Page MenuHomePhabricator

Initialize CirrusSearch on cloudelastic
Closed, ResolvedPublic

Description

  • Open firewall on cloudelastic machines to allow connections from mwmaint*, mw job runners to cloudelastic
  • Add cloudelastic to wgCirrusSearchClusters on all non-private wikis. Do not add to wgCirrusSearchWriteClusters initially
  • Set wgCirrusSearchDropDelayedJobsAfter to 15 minutes for cloudelastic
  • Initialize all indices
  • Import cirrussearch dumps from dumps.wikimedia.org
  • Add cloudelastic to wgCirrusSearchWriteClusters
  • reindex updates between when dumps were created and when writes were enabled

Event Timeline

There are a very large number of changes, so older changes are hidden. Show Older Changes
EBernhardson renamed this task from Initialize CirrusSeearch on cloudelastic to Initialize CirrusSearch on cloudelastic.Apr 10 2019, 4:23 PM
EBernhardson updated the task description. (Show Details)
EBernhardson updated the task description. (Show Details)
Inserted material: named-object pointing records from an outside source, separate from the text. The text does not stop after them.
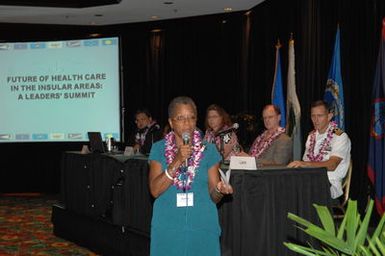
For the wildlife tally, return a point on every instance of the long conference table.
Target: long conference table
(106, 206)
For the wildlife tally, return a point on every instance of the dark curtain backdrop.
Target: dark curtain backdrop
(226, 59)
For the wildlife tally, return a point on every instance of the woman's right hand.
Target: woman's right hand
(184, 152)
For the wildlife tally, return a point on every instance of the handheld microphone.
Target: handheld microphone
(186, 141)
(231, 129)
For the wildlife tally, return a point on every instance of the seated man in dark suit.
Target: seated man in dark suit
(147, 132)
(273, 146)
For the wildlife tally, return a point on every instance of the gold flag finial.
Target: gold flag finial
(278, 45)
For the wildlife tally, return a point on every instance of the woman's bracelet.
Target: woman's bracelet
(168, 175)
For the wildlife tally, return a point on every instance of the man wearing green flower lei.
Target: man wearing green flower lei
(184, 181)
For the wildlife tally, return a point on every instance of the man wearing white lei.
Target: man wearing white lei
(326, 146)
(273, 146)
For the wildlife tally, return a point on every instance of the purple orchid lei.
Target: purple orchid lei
(184, 178)
(325, 143)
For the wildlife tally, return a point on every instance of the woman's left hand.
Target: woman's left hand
(224, 188)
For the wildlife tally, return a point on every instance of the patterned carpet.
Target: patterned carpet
(26, 228)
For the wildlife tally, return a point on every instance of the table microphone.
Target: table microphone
(186, 141)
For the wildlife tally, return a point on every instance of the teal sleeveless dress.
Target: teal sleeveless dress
(186, 231)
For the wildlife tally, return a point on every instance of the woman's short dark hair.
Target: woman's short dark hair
(143, 111)
(277, 110)
(181, 100)
(221, 112)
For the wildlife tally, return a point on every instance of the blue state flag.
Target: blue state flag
(277, 97)
(376, 159)
(334, 92)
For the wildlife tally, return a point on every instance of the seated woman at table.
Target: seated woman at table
(219, 131)
(273, 146)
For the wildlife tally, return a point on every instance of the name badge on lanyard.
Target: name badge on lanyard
(184, 199)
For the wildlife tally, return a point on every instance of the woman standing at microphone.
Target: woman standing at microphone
(184, 179)
(220, 131)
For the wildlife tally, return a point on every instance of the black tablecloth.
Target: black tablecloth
(254, 219)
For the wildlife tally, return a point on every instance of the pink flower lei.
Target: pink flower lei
(184, 178)
(325, 143)
(261, 144)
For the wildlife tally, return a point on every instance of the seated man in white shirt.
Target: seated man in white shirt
(326, 146)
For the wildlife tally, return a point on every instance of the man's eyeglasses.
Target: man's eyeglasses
(182, 119)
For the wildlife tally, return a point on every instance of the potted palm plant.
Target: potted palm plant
(349, 238)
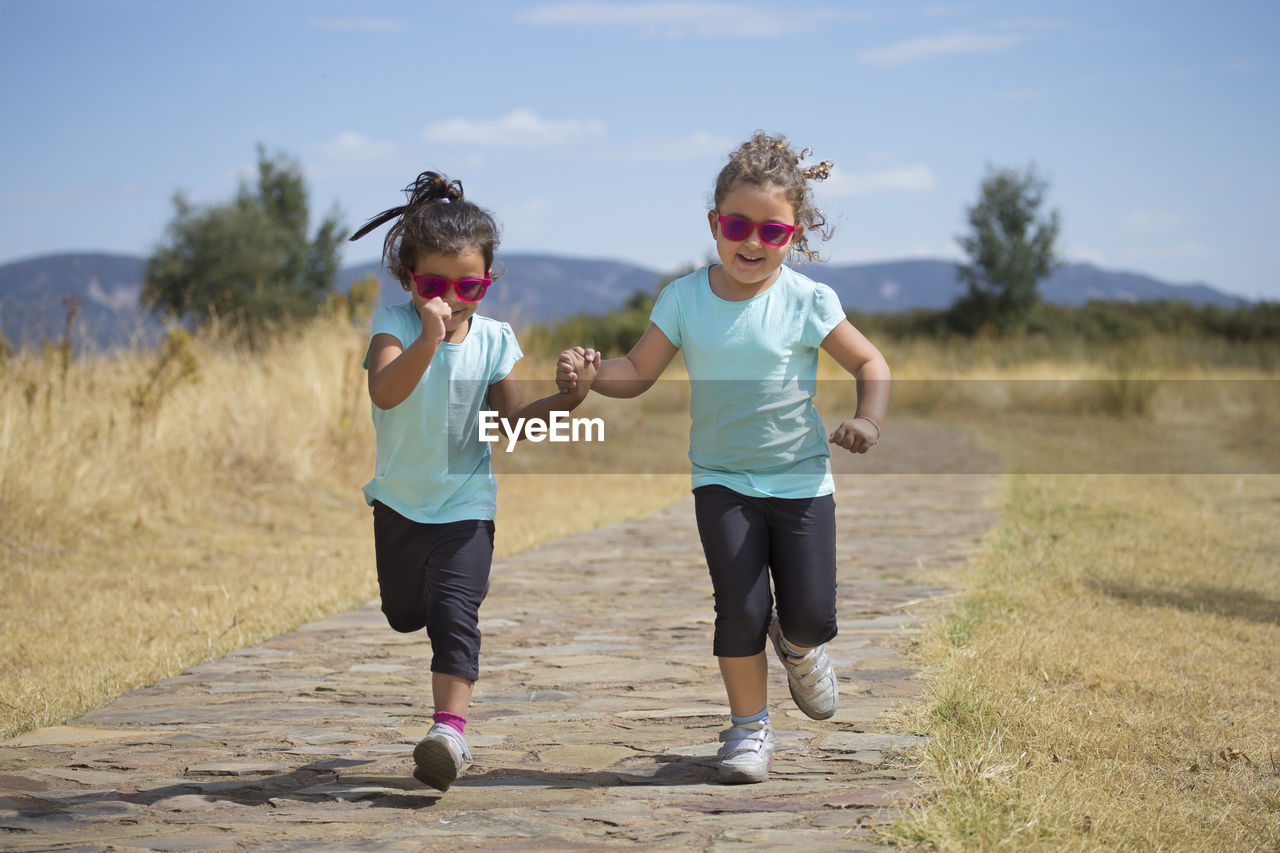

Open firewall on cloudelsatic machines to allow connections from mwmaint*, mw job runners and cloudelastic

A quick look into our puppet code and ferm configuration does not show an obvious variable that would identify either the mwmaint* or the job runners nodes. I'll keep digging!

Change 502829 had a related patch set uploaded (by Gehel; owner: Gehel):
[operations/puppet@production] cloudelastic: allow jobrunners and mwmaint nodes to access cloudelastic

https://gerrit.wikimedia.org/r/502829

Change 502832 had a related patch set uploaded (by DCausse; owner: DCausse):
[operations/mediawiki-config@master] [cirrus] add cloudelastic service

https://gerrit.wikimedia.org/r/502832

Change 502829 merged by Gehel:
[operations/puppet@production] cloudelastic: allow jobrunners and mwmaint nodes to access cloudelastic

https://gerrit.wikimedia.org/r/502829

Change 507219 had a related patch set uploaded (by EBernhardson; owner: EBernhardson):
[operations/mediawiki-config@master] Add cloudelastic servers to wgCirrusSearchClusters

https://gerrit.wikimedia.org/r/507219

Change 507219 merged by jenkins-bot:
[operations/mediawiki-config@master] Add cloudelastic servers to wgCirrusSearchClusters

https://gerrit.wikimedia.org/r/507219

Mentioned in SAL (#wikimedia-operations) [2019-04-29T23:54:21Z] <ebernhardson@deploy1001> Synchronized tests/: T220625 Add cloudelastic servers to wgCirrusSearchClusters (1/5) (duration: 00m 53s)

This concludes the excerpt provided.